With the enforced cessation of Indigenous landcare practices and loss of land and resources, coupled by US policies of fire suppression, forests have become extremely dense and fire prone. Most cultural plants and quality wildlife habitat are disappearing due to lack of sun and regular cool understory burns. Berries do not produce well. Root foods (“Indian potatoes” or corms) are not regenerating. Basketweavers have difficulty finding straight, flexible, strong basket shoots. There is an imbalance in predator-prey relationships, e.g. former high deer numbers are declining, leaving a surplus of homeless young male mountain lions to forage in towns and suburbs for dogs and cats, leading to frequent encounters (even some deaths) with humans, before they too crash.
The smaller trees and brush suck up water through evapotranspiration, lowering water tables. Springs and small perennial streams are drying up. Rainwater and snowmelt flow downslope on the surface of the ground, (due to compaction from logging equipment and lack of heavy snow packs), causing erosion that silts up gravel spawning beds for salmon and delivering warmer water than formerly, resulting in degraded aquatic habitat; increase in fish diseases, and increased flood events. Flooding brings organic pollutants and silt into estuaries that are nurseries or holding places for fish and are quality wildlife habitat. Wetlands are drying up or drained for development, and cannot adequately filter pollutants.
This has had severe impacts on coastal and riverine communities that fish and gather shell fish. Most wild salmon and steelhead stocks are endangered or extinct. Shellfish in particular are suffering from ocean acidification. Dams, many without fish ladders to facilitate salmon returning to their natal spawning streams, create warm waters and algae blooms in reservoirs that deprive fish of oxygen and foster diseases. Dams also stop salmon from returning to their birth-streams and, in the case of aluminum plants deliver highly toxic pollutants and radioactive water to the river.
Climatic conditions/trends in the assessment site:
Overall, in both the Pacific Coastal//Interior Mountain and the Continental Semi-Arid Shrub-Steppe/Great Basin biomes, average temperatures have warmed with some severe droughts in the Great Basin, while precipitation is variable and difficult to predict, with some regions receiving more than normal rainfall while other places are receiving less than normal. Nearly all mountain glaciers have lost most of their former extent. Snowfall begins later in the autumn and stops earlier in the season, with more rain than snow in autumn. Storms are more severe. Weather anomalies can occur, e.g. warmer winter temperatures or rainier summers. Climate disruption is the best description of today’s weather. The further south or east in the bioregion, the warmer and the more arid the land is due to continental influence. Winters are also colder for the same reason.
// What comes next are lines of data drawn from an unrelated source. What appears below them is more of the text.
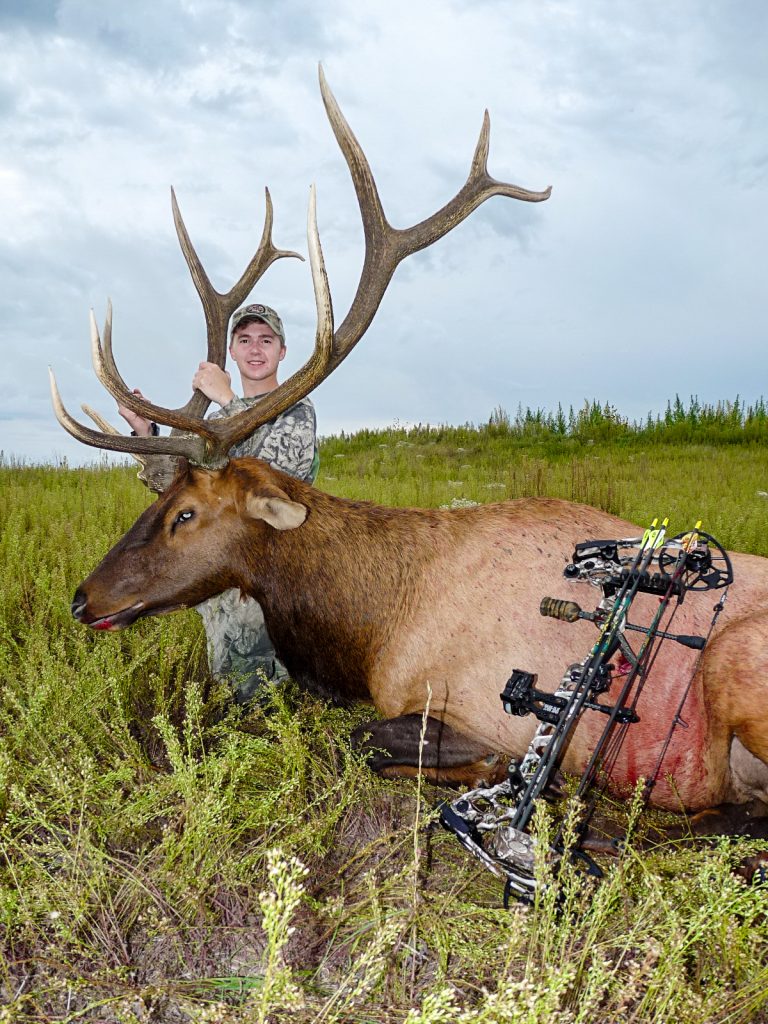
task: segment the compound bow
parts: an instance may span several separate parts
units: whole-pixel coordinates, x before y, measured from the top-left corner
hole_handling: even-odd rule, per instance
[[[590,540],[577,544],[563,575],[568,580],[599,587],[603,595],[599,604],[593,612],[585,612],[574,601],[551,597],[542,599],[539,609],[542,615],[565,622],[588,619],[599,628],[598,639],[583,661],[568,666],[554,693],[536,689],[537,676],[534,673],[513,669],[500,694],[504,711],[518,716],[534,714],[540,722],[527,752],[519,762],[510,763],[503,782],[471,790],[440,808],[440,820],[445,828],[489,870],[504,879],[505,906],[510,895],[527,903],[532,902],[535,895],[534,841],[525,829],[536,801],[557,769],[579,718],[587,710],[604,714],[607,718],[576,790],[576,796],[581,798],[593,785],[598,773],[615,759],[626,728],[639,721],[635,705],[659,646],[673,641],[699,651],[699,658],[653,777],[646,782],[646,797],[650,792],[672,733],[682,723],[682,709],[698,669],[701,652],[723,609],[727,588],[733,582],[728,555],[714,537],[700,530],[700,526],[701,523],[697,523],[693,530],[667,539],[667,520],[658,526],[654,519],[642,537]],[[715,605],[705,637],[672,633],[661,628],[664,615],[673,602],[676,607],[689,591],[701,593],[710,590],[723,590],[723,595]],[[628,618],[632,602],[640,593],[659,598],[648,625],[631,623]],[[637,651],[629,643],[627,632],[643,634]],[[624,683],[615,703],[603,704],[598,697],[611,686],[615,670],[611,658],[616,655],[623,659]],[[591,810],[581,821],[580,836],[584,834],[590,813]],[[578,846],[566,850],[562,834],[556,837],[551,853],[555,857],[565,854],[577,857],[591,874],[602,874],[592,858]]]

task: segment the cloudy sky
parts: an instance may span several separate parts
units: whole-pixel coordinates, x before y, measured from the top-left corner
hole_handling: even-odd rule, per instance
[[[309,186],[337,322],[363,240],[317,85],[322,62],[390,221],[462,185],[484,108],[495,198],[397,271],[316,392],[323,434],[482,422],[496,406],[768,393],[768,5],[763,0],[0,0],[0,448],[97,457],[56,424],[112,415],[88,310],[115,307],[123,376],[183,404],[205,354],[173,185],[214,282],[258,244],[306,253]],[[307,264],[254,293],[308,357]]]

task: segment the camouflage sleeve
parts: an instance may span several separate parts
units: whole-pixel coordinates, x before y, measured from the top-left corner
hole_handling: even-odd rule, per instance
[[[237,395],[232,399],[231,402],[227,402],[220,409],[215,409],[213,412],[209,412],[206,419],[209,420],[220,420],[223,416],[236,416],[239,412],[245,412],[250,406],[243,398],[238,398]]]

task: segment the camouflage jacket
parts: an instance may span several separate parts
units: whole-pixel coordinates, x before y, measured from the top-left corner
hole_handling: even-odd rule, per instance
[[[256,405],[256,398],[233,398],[228,405],[217,409],[208,417],[212,420],[234,416]],[[315,407],[308,398],[302,398],[296,405],[280,413],[269,423],[264,423],[244,441],[230,451],[236,458],[250,456],[263,459],[275,469],[314,483],[320,465],[317,450]]]
[[[234,416],[258,401],[233,398],[210,418]],[[312,402],[308,398],[297,402],[258,427],[230,454],[263,459],[276,469],[312,483],[319,465]],[[238,701],[250,700],[265,683],[286,675],[272,647],[261,608],[253,598],[239,590],[225,590],[198,605],[197,611],[205,627],[211,672],[229,682]]]

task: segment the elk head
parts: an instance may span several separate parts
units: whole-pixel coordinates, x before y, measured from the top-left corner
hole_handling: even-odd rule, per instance
[[[550,195],[551,189],[549,188],[542,192],[531,192],[517,185],[496,181],[488,174],[490,122],[486,111],[469,176],[462,188],[442,209],[427,217],[426,220],[410,228],[393,228],[384,214],[365,154],[344,119],[326,83],[322,68],[320,68],[319,75],[320,91],[328,119],[349,167],[357,194],[365,235],[365,256],[357,291],[349,312],[341,325],[335,328],[328,279],[317,230],[313,187],[310,190],[307,235],[317,307],[317,329],[314,351],[307,363],[245,412],[223,419],[206,420],[204,414],[208,408],[209,399],[197,390],[187,404],[179,409],[166,409],[134,394],[120,376],[112,353],[111,306],[107,311],[103,343],[95,318],[91,313],[92,357],[99,380],[122,405],[157,423],[171,427],[171,434],[166,437],[126,437],[118,434],[113,432],[109,424],[91,413],[85,406],[83,408],[96,420],[101,430],[83,426],[74,420],[64,408],[53,373],[51,373],[51,394],[56,417],[73,437],[84,444],[97,448],[131,453],[140,461],[147,460],[154,462],[155,465],[158,461],[157,456],[169,455],[175,456],[185,463],[168,493],[141,516],[132,530],[113,548],[89,577],[88,582],[91,587],[95,586],[96,577],[102,573],[105,574],[105,578],[110,578],[112,581],[120,576],[126,578],[135,576],[137,572],[147,579],[148,575],[156,574],[155,567],[162,564],[162,571],[167,574],[169,581],[168,593],[163,597],[165,603],[157,603],[154,608],[144,604],[136,611],[136,614],[131,612],[133,619],[138,615],[158,614],[180,604],[193,603],[194,596],[198,592],[195,591],[197,584],[193,583],[189,583],[191,588],[189,592],[184,589],[187,586],[191,570],[184,553],[186,541],[183,538],[189,536],[191,531],[178,528],[174,531],[173,522],[170,521],[173,517],[169,510],[175,508],[174,503],[187,494],[194,494],[196,501],[210,503],[210,514],[206,518],[210,519],[211,523],[215,519],[216,528],[208,530],[206,536],[211,547],[210,558],[222,559],[220,589],[226,589],[230,585],[239,585],[230,582],[230,576],[223,568],[226,559],[222,548],[226,545],[217,539],[217,531],[223,530],[224,512],[221,511],[223,506],[221,502],[218,500],[213,502],[211,498],[213,494],[216,494],[218,498],[219,492],[224,486],[222,481],[226,479],[227,475],[222,474],[222,470],[227,465],[228,452],[233,445],[248,437],[258,426],[274,419],[281,412],[306,397],[349,355],[370,326],[398,264],[411,253],[418,252],[442,238],[491,196],[500,195],[526,202],[541,202]],[[277,249],[273,245],[272,203],[267,190],[266,218],[259,247],[242,277],[232,289],[226,294],[217,292],[211,285],[192,246],[173,191],[171,195],[176,232],[205,313],[208,334],[207,359],[223,368],[226,361],[227,326],[232,313],[247,299],[266,269],[275,260],[289,256],[299,259],[302,257],[294,252]],[[162,459],[160,462],[167,463],[168,460]],[[153,486],[153,489],[164,490],[167,481],[154,474],[155,470],[150,467],[145,470],[143,476],[150,486]],[[184,504],[183,500],[181,504]],[[230,526],[232,529],[236,529],[233,521]],[[139,561],[137,561],[139,552],[142,552],[141,569],[139,569]],[[133,565],[136,565],[137,568],[134,569]],[[204,596],[210,596],[210,594]],[[202,600],[202,597],[199,599]],[[110,602],[111,606],[112,602]],[[97,625],[98,620],[103,618],[103,615],[97,614],[101,609],[93,609],[89,613],[91,618],[86,618],[82,604],[77,598],[73,608],[76,614],[83,618],[83,621],[89,621],[91,625]],[[104,615],[106,614],[104,613]],[[133,619],[123,609],[120,616],[112,618],[112,626],[108,625],[102,628],[117,627],[127,624],[128,621],[133,621]]]
[[[307,506],[284,478],[258,459],[221,469],[184,462],[168,489],[142,513],[75,592],[72,614],[93,629],[123,629],[139,618],[200,604],[252,582],[251,558],[273,536],[294,530]],[[250,557],[249,557],[250,556]]]

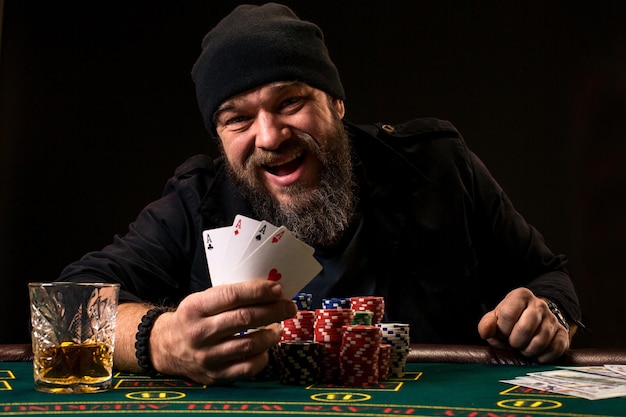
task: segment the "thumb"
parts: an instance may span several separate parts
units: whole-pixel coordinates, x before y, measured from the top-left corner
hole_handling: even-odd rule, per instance
[[[492,339],[498,331],[498,318],[494,310],[486,313],[478,323],[478,334],[485,340]]]
[[[491,346],[506,349],[508,344],[502,340],[502,336],[498,332],[498,316],[495,310],[485,314],[478,323],[478,334],[485,339]]]

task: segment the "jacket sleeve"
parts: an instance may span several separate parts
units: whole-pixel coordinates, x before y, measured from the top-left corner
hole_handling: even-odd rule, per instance
[[[578,297],[565,268],[567,258],[548,248],[543,236],[515,210],[485,165],[471,152],[469,162],[474,180],[473,236],[480,242],[479,259],[489,260],[480,262],[481,268],[487,269],[486,275],[494,281],[512,279],[535,295],[555,301],[571,320],[580,323]]]
[[[189,182],[202,181],[199,170],[209,167],[196,157],[179,167],[163,196],[145,207],[124,236],[67,266],[61,281],[121,284],[121,301],[155,303],[179,300],[187,292],[198,245],[201,192]]]

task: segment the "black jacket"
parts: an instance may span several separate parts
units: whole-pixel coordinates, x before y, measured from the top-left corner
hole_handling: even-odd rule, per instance
[[[409,323],[412,342],[477,343],[482,315],[525,286],[580,320],[565,257],[515,211],[450,123],[346,126],[359,215],[336,247],[316,250],[324,269],[304,288],[314,307],[326,297],[382,295],[385,321]],[[122,300],[175,305],[211,286],[202,231],[236,214],[254,217],[221,158],[192,157],[125,236],[60,279],[120,282]]]

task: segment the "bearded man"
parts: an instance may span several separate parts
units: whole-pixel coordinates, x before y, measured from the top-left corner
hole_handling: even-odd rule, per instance
[[[117,368],[213,384],[265,366],[295,307],[272,281],[212,286],[202,232],[237,214],[315,248],[314,305],[379,295],[412,342],[487,340],[539,362],[569,348],[580,308],[565,258],[450,123],[347,122],[316,25],[239,6],[205,37],[192,78],[221,157],[186,161],[125,236],[60,277],[121,284]]]

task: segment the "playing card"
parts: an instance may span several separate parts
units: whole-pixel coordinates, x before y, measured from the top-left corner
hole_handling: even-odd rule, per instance
[[[261,246],[268,237],[273,235],[277,229],[277,226],[274,226],[265,220],[259,223],[252,238],[248,241],[248,245],[243,250],[240,260],[246,259],[250,256],[252,252],[257,250],[259,246]]]
[[[510,380],[508,384],[572,395],[588,400],[626,396],[624,375],[614,372],[613,366],[566,366],[544,372],[531,372]]]
[[[626,375],[622,375],[619,372],[615,372],[612,366],[624,366],[624,365],[597,365],[597,366],[560,366],[561,369],[569,369],[575,372],[586,372],[588,374],[608,376],[611,378],[621,379],[626,384]]]
[[[604,365],[605,368],[609,369],[612,372],[621,375],[622,377],[626,377],[626,365]]]
[[[279,227],[226,278],[226,282],[268,279],[279,282],[285,297],[292,298],[321,270],[308,245]]]
[[[243,259],[248,243],[259,227],[259,221],[238,214],[230,227],[226,252],[223,254],[221,273],[227,276]]]
[[[206,254],[209,273],[211,274],[211,282],[214,286],[220,285],[222,281],[221,261],[226,253],[226,245],[228,243],[230,232],[230,226],[205,230],[202,232],[204,252]]]
[[[626,384],[621,378],[595,375],[588,372],[577,372],[571,369],[534,372],[528,374],[528,376],[555,386],[586,394],[593,397],[592,399],[626,395]]]
[[[522,387],[532,388],[532,389],[536,389],[539,391],[552,392],[555,394],[571,395],[571,396],[586,398],[588,400],[596,399],[593,395],[580,393],[569,388],[551,384],[547,381],[542,381],[539,379],[534,379],[534,378],[525,377],[525,376],[518,376],[514,379],[503,379],[500,382],[504,382],[506,384],[511,384],[511,385],[519,385]]]

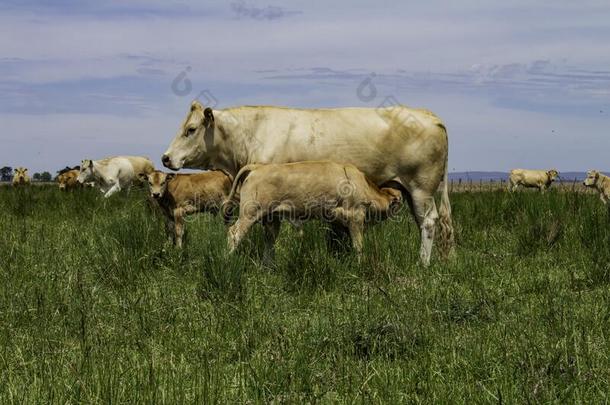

Potential climate change impacts on the ecosystem and communities
Main concerns of potential effects of climate change on ecosystems include: (i) expected range shifts of plant and animal species due to regional warming in both biomes with already documented species movements up in elevation or further north; (ii) freshwater fish species will have no place to migrate to; (iii) proliferation and successful establishment of invasive species; (iv) temporal asymmetry between insect and bird pollinators and changing flowering times of plants; and bird migrations and regeneration cycles of insects; (v) loss of groundwater and general water quality and quantity; (vi) difficult in making accurate weather predictions. All of the above will significantly impact on the ability of the tribes in the area to continue their traditional practices and maintain a relationship with the ecosystems.